Proof $\gcd(a,b) = \gcd(a, b +ax)$

Question

How can I prove
$$\gcd(a,b) = \gcd(a, b +ax)$$

Thanks.

Answer 1

Note that if $d\mid a$ and $d \mid b$, then clearly $d \mid (b+ax)$. On the other hand, if $d \mid a$ and $d \mid (b+ax)$, then we have $d\mid(b+ax+a(-x))$ by the same argument. Since $b + ax + a(-x) = b$, this is the same as saying $d\mid b$.

Therefore $a$ and $b$ have all the same divisors in common as $a$ and $b+ax$. Specifically, the largest one must be the same for both pairs.

Answer 2

Suppose that $\gcd(a,b)=c$. Then $c$ certainly divides $b+a \cdot x$, since c divides both $a$ and $b$. So $\gcd(a,b+a \cdot x) \ge \gcd(a,b)$.
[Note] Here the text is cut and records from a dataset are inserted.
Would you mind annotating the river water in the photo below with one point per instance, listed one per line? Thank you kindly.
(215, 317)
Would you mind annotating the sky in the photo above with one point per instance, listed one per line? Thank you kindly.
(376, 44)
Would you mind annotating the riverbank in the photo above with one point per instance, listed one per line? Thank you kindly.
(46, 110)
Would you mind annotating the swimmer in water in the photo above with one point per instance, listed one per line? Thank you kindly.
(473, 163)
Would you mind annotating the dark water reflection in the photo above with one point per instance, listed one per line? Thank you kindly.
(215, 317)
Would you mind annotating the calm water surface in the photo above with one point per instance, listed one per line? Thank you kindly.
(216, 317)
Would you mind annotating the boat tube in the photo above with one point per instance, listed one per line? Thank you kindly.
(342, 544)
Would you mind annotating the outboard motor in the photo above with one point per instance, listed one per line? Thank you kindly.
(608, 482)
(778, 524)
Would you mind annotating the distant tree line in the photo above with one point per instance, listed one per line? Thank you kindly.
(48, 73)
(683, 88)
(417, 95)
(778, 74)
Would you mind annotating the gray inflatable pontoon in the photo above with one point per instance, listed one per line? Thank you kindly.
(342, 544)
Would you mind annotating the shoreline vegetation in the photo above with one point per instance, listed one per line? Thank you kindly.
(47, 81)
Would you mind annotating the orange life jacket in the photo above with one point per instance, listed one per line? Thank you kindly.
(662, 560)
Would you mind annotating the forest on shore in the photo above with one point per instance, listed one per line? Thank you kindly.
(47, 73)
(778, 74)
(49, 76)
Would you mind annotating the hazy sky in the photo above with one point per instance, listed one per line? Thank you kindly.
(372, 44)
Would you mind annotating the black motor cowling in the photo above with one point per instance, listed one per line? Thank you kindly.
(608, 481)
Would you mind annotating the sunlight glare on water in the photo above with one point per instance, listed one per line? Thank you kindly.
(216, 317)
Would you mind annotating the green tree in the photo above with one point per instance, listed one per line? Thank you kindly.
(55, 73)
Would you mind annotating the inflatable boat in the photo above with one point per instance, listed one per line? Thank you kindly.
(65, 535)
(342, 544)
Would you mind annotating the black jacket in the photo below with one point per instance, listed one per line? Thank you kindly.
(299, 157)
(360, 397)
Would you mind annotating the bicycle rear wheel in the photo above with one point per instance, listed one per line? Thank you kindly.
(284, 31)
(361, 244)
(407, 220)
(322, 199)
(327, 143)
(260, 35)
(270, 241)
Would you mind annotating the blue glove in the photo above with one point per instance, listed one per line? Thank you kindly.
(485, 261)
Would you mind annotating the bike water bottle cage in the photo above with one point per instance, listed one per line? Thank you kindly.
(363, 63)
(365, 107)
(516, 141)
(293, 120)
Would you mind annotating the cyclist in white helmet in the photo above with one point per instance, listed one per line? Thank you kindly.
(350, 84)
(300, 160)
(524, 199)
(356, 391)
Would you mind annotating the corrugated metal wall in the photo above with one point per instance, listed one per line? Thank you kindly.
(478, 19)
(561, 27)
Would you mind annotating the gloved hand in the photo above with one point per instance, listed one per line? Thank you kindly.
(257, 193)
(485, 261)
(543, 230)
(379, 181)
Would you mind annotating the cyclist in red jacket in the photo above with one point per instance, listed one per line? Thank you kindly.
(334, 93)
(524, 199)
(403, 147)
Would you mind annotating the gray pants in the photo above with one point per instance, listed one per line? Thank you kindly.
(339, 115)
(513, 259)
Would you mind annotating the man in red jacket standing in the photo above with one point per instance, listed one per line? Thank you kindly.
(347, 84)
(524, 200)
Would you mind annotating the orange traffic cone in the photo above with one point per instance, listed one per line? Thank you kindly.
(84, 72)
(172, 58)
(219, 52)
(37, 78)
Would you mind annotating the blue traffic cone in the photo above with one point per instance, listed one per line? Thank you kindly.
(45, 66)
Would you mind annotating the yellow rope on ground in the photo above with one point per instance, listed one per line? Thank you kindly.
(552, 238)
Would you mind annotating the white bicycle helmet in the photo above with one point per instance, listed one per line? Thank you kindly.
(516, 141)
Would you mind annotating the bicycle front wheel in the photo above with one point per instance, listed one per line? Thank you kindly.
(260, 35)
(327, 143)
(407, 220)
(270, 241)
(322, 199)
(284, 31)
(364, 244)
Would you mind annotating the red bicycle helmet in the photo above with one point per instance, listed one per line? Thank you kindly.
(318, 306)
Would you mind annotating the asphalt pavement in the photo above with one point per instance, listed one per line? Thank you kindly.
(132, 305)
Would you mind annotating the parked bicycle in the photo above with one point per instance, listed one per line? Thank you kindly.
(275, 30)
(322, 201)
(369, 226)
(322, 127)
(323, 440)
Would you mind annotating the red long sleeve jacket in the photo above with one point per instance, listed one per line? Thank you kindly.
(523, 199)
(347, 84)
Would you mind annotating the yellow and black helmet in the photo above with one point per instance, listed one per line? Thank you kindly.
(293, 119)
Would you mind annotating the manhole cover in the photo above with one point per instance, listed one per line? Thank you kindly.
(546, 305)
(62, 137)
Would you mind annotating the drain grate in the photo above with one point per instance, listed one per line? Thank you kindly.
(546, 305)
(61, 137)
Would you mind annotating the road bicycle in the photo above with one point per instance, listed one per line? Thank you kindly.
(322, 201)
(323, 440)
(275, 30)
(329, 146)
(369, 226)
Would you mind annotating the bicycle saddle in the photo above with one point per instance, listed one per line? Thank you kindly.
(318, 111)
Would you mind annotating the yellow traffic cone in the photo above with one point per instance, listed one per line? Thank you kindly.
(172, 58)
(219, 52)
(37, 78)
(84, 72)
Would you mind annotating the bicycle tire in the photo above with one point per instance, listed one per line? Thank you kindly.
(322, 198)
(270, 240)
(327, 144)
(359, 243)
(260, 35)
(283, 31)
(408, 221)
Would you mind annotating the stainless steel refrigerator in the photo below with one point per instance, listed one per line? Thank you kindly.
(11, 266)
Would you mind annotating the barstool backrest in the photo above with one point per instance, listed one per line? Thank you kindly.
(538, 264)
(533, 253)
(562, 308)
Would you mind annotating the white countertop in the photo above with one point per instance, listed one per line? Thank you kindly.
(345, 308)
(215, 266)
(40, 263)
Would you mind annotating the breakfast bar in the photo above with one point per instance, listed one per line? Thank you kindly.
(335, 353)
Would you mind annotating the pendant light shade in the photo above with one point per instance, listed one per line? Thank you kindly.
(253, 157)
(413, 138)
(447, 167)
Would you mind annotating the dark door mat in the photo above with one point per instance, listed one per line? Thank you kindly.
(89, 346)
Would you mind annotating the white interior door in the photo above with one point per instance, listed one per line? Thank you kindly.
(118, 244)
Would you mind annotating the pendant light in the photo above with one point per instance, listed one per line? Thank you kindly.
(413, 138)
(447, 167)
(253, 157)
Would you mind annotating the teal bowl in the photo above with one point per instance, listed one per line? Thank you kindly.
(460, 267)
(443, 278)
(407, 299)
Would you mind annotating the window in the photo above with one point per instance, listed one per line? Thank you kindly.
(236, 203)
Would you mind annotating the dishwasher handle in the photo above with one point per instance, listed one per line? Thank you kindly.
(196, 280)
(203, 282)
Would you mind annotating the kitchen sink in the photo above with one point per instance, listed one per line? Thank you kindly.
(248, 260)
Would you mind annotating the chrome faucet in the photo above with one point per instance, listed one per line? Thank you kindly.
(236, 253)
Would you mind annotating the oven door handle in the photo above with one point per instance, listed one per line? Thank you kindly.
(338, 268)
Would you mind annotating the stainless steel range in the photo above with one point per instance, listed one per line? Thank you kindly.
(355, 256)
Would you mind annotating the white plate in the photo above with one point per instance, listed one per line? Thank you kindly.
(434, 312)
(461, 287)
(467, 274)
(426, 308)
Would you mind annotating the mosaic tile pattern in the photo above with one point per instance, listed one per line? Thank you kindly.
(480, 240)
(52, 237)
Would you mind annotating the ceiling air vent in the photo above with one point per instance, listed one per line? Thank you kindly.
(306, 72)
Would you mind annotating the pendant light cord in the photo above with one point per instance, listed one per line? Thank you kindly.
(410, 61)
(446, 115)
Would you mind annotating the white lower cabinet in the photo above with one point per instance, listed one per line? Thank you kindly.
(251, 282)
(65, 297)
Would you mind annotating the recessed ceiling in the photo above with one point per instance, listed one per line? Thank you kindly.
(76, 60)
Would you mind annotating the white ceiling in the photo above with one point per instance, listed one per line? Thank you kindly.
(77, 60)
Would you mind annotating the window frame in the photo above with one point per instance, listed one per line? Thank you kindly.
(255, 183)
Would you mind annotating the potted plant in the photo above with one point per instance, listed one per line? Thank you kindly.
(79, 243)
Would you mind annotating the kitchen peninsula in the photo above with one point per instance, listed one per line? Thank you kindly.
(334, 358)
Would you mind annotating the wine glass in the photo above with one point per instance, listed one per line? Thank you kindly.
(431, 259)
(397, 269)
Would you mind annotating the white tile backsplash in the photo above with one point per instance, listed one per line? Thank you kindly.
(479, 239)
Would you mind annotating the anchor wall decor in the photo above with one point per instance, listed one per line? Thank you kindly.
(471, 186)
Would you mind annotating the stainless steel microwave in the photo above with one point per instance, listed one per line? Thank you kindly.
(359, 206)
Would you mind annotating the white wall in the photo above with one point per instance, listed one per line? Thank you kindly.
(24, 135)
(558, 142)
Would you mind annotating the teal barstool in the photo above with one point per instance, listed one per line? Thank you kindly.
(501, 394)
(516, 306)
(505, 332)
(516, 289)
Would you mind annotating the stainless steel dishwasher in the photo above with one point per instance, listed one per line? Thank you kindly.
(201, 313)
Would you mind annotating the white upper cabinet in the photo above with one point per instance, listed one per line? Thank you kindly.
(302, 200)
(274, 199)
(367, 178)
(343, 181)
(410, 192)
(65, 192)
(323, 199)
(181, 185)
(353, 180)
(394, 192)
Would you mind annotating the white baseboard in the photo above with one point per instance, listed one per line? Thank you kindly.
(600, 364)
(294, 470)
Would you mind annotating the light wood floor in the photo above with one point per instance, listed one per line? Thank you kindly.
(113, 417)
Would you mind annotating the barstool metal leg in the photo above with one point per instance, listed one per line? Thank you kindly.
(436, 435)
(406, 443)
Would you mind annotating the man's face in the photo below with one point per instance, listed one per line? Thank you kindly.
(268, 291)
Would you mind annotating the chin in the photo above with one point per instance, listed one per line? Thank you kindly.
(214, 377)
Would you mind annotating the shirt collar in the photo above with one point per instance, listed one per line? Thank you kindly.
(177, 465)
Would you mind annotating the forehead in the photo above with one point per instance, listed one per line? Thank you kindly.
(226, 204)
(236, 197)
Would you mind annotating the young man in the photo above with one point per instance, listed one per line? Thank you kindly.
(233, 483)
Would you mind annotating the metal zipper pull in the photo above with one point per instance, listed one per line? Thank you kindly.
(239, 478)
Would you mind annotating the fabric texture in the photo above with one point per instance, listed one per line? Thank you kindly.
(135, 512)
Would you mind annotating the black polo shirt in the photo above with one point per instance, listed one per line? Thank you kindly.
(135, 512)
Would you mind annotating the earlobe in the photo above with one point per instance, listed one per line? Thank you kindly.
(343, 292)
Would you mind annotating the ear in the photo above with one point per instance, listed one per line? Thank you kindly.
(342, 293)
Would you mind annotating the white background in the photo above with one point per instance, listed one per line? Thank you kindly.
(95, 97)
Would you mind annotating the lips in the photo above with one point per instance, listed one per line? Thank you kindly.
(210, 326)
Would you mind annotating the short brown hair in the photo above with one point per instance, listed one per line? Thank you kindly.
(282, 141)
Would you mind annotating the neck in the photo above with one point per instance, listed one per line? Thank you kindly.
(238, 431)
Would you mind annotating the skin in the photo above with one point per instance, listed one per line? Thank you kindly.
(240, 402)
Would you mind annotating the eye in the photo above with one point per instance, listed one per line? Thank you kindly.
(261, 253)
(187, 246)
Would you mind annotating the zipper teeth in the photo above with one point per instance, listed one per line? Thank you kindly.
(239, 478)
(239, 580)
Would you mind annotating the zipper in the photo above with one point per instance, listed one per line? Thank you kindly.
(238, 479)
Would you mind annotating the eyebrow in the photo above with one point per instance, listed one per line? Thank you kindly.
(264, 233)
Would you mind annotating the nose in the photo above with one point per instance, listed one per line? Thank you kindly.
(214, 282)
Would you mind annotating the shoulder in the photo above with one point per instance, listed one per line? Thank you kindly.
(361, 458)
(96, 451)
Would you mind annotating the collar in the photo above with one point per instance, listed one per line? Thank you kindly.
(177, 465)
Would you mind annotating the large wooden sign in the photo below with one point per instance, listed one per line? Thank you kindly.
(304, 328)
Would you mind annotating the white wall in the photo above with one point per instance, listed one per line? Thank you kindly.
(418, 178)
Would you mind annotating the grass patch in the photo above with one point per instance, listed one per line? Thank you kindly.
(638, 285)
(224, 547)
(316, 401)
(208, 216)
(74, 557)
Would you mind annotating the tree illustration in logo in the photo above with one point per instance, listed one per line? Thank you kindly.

Now suppose $\gcd(a,b+a \cdot x)=d$. Then $d$ divides $a$, which means it divides $a*x$, so since it must divide $b+a*x$, it also has to divide $b$. Hence, $d$ divides both $a$ and $b$. So, $\gcd(a,b) \ge \gcd(a,b+a \cdot x)$.

From these two results, it follows that $\gcd(a,b)=\gcd(a,b+a \cdot x)$.